Dress progress report



It's one of those days where I should be sitting in the sofa hand sewing at the moment, but instead there are some serious procrastination going on. At least blogging about sewing feels a little more proactive than some of the other stuff I've been doing this evening.

So all pieces are now cut and I've hemmed the neckline using french bias binding that is attached with hand stitches on the reverse side. As I mentioned before, machine stitching really needs to be kept to a minimum when hemming this sort of lightweight chiffon. Just two rows of stitches and suddenly it feels like there is a metal wire running through the fabric. Also I skipped the idea to make a rolled hem with the serger since it makes the sleeves too wavy. So now everything will be hemmed with bias strips. The sofa and the needle is calling...
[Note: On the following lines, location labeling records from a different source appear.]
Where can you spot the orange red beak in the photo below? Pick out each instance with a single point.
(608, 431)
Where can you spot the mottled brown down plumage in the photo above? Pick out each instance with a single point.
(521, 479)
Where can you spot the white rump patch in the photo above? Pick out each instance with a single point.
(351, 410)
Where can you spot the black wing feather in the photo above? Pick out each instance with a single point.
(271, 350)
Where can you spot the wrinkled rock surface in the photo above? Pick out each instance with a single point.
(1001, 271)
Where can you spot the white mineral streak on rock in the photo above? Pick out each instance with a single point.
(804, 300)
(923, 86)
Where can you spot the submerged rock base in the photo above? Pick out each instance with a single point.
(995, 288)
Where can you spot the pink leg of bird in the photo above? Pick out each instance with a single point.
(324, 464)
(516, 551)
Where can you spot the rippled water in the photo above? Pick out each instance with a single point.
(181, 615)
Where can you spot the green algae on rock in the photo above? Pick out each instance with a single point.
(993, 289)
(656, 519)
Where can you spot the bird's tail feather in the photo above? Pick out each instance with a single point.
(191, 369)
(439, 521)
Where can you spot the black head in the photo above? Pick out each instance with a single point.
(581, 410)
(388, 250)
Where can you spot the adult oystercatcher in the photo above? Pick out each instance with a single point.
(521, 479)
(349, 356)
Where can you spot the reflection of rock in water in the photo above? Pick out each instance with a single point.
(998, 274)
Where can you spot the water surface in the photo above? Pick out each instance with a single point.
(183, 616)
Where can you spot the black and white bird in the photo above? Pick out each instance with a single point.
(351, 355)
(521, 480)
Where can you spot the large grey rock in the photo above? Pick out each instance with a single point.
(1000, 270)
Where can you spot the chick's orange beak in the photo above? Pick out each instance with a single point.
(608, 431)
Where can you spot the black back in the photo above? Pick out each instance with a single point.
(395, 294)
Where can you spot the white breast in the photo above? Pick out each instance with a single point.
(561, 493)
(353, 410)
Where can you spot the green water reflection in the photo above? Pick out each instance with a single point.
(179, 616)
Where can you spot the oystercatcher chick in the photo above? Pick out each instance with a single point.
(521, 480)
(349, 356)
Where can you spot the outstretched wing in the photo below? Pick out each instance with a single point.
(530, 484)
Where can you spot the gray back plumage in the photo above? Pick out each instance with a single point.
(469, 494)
Thursday, November 3, 2011

Clothilde wool sweater





I knew I wanted to use more angular shapes for my some of the garments for Floremark's fall. The idea for this top came from an image of a large turtle neck collar that I saw as a line drawing in an old sewing book. It has been in the back of my head for a long long time and now it has sort of transpired into this sweater. Though the original collar doesn't really look like this at all. Stuff happens on the way and I ended going for a more softer version, that feels almost draped. I don't really know what you call this collar in English, perhaps a folded (or opened) funnel neck?

I managed to get my hands on some more of the magical wool rib that I used for Celia and Kelly. Though the shade is a little lighter then the original fabric. Medium dark blue perhaps? Clothilde is now in the shop.

Wednesday, November 2, 2011

Hemming chiffon - trial and errors






Thank you so much for all the helpful links on how to hem sheer fabrics. I will compile a list later on as I'm sure it can be beneficial for others.
I'm just experimenting right now, I have yet to finish any seams. But these are my conclusions so far:

  • Machine stitches makes the chiffon very stiff, so the fabric doesn't drape very well. 
  • Hand rolling a hem is a very beautiful method, but it is way too hard to do in a good looking manner on chiffon when you've never done it before. Therefore I'm giving up on this method.
  • French bias binding could be the way to go. I've done it on the neckline (see the last photo) and if I can attach the band by hand I think this will give a very nice looking finish. Regular machine top stitching makes it way too stiff unfortunately. 
I'm getting a tad bit obsessed by this hemming business. In fact all I want to do is more hemming. Even though I got two (now that's a record) social gatherings tonight. Maybe I could sacrifice some sleep? But then again, sewing and being tired doesn't mix well for me.